Тетка так посмотрела на него, что у юноши чуть сердце не разорвалось. Она сказала:
— И ты ни словечка за меня не замолвил!
— А то много было бы от этого добра, — вздохнул Уинтроу, но такие речи ему самому показались трусливыми. И он честно признался: — Я верю тебе потому, что Этта мне сказала, что она тебе поверила. Она поэтому и уехала с корабля. Потому что не могла жить здесь как свидетельница того, что он натворил. Да поможет мне Са! — я-то остался, но я молчал в тряпочку.
— Почему?
Это спросила не Альтия. Это говорила Малта. И он заставил себя посмотреть ей в глаза.
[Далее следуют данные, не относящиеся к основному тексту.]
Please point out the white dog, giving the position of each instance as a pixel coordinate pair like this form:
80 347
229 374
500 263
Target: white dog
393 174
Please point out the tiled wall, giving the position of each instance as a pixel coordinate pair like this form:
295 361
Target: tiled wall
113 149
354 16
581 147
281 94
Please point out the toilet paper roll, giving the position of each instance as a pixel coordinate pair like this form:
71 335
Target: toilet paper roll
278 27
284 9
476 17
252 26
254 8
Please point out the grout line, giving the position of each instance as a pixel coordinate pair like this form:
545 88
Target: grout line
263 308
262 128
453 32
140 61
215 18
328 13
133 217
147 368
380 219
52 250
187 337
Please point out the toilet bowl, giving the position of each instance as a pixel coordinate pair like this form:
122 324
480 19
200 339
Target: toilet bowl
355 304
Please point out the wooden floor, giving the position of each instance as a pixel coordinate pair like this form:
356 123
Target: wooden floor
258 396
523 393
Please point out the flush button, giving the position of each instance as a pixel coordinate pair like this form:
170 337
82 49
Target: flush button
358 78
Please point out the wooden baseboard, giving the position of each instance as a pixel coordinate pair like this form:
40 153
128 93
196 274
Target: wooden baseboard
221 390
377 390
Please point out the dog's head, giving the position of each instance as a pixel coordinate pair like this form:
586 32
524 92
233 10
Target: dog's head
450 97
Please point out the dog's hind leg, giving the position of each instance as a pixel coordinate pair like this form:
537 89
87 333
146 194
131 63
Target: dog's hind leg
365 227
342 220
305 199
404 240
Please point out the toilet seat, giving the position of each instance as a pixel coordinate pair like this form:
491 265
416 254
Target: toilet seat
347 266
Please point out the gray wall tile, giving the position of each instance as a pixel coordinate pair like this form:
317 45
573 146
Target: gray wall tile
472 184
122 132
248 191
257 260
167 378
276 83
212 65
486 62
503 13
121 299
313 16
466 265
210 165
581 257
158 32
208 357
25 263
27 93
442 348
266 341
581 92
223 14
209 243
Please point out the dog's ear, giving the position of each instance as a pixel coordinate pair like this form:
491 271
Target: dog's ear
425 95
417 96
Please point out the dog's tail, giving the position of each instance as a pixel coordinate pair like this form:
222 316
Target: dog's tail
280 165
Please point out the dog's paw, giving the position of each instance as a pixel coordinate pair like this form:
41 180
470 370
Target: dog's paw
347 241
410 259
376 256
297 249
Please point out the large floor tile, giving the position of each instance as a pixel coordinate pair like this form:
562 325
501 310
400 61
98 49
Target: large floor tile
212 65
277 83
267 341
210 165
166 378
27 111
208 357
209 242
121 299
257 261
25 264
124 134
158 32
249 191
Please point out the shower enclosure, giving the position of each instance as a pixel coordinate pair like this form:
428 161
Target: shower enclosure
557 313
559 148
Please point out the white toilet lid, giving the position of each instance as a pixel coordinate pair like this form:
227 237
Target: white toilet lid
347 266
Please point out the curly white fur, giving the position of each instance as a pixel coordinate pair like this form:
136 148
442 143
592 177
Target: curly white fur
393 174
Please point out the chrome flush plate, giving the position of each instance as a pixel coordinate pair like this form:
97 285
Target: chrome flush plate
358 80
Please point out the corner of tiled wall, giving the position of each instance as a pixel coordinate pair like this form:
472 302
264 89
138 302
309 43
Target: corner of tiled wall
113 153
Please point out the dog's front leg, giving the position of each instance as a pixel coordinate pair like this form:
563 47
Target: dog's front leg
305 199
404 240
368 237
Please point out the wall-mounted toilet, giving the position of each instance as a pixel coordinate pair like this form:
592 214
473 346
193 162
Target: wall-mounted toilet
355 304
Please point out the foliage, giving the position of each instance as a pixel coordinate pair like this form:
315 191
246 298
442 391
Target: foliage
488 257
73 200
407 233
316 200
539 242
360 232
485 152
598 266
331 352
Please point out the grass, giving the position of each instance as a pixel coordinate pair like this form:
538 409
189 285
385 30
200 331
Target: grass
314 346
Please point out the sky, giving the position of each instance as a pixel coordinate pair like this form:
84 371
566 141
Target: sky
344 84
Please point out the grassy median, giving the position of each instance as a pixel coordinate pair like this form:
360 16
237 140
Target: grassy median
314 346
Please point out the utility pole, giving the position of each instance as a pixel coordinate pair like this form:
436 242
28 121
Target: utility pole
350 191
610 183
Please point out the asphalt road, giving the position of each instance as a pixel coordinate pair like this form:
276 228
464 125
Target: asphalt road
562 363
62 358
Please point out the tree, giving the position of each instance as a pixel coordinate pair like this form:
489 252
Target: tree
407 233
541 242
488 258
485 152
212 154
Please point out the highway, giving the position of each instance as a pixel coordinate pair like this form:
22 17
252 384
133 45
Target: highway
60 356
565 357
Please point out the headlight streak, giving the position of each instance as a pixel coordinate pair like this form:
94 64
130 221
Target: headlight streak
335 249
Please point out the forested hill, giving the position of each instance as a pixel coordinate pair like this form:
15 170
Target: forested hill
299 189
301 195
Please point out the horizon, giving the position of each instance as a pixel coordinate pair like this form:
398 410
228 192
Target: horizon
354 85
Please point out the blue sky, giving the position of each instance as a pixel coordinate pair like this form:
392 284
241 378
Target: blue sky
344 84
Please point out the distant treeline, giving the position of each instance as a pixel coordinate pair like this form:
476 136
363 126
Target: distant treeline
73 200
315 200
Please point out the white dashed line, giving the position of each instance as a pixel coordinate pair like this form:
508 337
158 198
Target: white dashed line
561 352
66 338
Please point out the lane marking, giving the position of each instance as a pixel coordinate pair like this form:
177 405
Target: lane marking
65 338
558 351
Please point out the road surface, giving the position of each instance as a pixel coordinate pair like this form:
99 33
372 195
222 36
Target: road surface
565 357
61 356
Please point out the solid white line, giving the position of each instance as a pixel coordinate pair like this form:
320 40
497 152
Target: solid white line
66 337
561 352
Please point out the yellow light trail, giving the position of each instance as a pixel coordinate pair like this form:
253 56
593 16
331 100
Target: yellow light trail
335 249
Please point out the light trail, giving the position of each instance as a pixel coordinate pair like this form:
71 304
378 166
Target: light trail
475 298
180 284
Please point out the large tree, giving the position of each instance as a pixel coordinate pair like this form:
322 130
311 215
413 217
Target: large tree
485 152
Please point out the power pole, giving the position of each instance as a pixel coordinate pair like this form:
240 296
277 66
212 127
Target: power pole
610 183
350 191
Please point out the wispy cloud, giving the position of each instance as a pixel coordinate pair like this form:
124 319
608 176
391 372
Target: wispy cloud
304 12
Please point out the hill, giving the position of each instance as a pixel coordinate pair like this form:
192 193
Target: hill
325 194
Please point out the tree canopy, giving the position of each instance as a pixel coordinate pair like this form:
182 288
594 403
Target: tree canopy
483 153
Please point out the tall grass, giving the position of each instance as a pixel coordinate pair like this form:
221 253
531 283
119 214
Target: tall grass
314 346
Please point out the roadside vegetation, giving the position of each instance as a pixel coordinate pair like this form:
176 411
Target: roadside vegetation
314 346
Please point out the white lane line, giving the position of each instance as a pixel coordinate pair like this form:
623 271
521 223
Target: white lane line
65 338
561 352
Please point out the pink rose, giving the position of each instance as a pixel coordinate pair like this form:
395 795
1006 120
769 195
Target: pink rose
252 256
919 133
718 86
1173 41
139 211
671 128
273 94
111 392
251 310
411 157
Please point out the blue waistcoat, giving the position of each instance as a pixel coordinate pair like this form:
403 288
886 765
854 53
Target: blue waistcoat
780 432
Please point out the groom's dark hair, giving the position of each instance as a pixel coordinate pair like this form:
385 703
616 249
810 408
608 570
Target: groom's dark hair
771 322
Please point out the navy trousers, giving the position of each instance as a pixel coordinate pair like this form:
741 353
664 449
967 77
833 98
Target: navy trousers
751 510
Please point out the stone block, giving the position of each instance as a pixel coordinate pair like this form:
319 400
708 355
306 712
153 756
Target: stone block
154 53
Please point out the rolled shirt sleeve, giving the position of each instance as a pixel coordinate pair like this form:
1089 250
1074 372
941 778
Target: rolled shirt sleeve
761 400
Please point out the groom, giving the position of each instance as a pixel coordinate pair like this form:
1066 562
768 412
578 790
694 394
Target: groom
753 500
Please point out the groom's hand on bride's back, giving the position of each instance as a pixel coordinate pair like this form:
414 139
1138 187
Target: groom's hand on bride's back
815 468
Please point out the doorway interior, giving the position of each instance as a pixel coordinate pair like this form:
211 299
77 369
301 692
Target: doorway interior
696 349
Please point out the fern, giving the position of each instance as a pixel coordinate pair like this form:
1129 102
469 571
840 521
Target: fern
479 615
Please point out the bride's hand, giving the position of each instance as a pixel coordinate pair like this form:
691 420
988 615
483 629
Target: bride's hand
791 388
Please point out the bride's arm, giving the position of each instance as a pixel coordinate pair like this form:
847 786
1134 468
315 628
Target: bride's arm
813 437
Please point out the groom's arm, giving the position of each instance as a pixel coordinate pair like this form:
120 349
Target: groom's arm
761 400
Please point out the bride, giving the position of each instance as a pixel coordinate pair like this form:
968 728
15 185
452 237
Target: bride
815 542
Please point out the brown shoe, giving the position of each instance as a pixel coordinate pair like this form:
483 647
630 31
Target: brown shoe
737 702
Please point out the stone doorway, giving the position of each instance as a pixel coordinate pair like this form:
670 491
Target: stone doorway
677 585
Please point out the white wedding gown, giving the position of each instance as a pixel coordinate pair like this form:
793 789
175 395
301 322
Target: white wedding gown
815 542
— Потому, что я знаю Кеннита, — сказал он. И эта правда резала его хуже ножа. — Кеннит совершал добрые поступки. Даже великие! Но одна из причин, по которым он оказывался на это способен, — это потому, что он никогда не стеснял себя какими-то правилами. — Он переводил взгляд с лица Малты, отражавшего немалые сомнения, на застывшее лицо Альтии. — Он действительно совершил немало добра, — продолжал Уинтроу совсем тихо. — И я хотел быть частью его дел. Поэтому я и стал его последователем. И я старательно отворачивался от того зла, которое сопутствовало его добру. Я, наверное, выработал в себе неплохую способность закрывать глаза на то, чего не смог бы стерпеть. Пока наконец не случилось зло, направленное на моего кровного родственника. Но и тогда оказалось так легко просто смолчать! — Теперь Уинтроу не говорил, а шептал. — И даже теперь, когда я вслух признаю это, оно как будто марает меня самого. Это трудно. Я мечтал разделить славу, которой он добился бы своими благородными делами. Но если быть причастным к ним, тогда уж и к…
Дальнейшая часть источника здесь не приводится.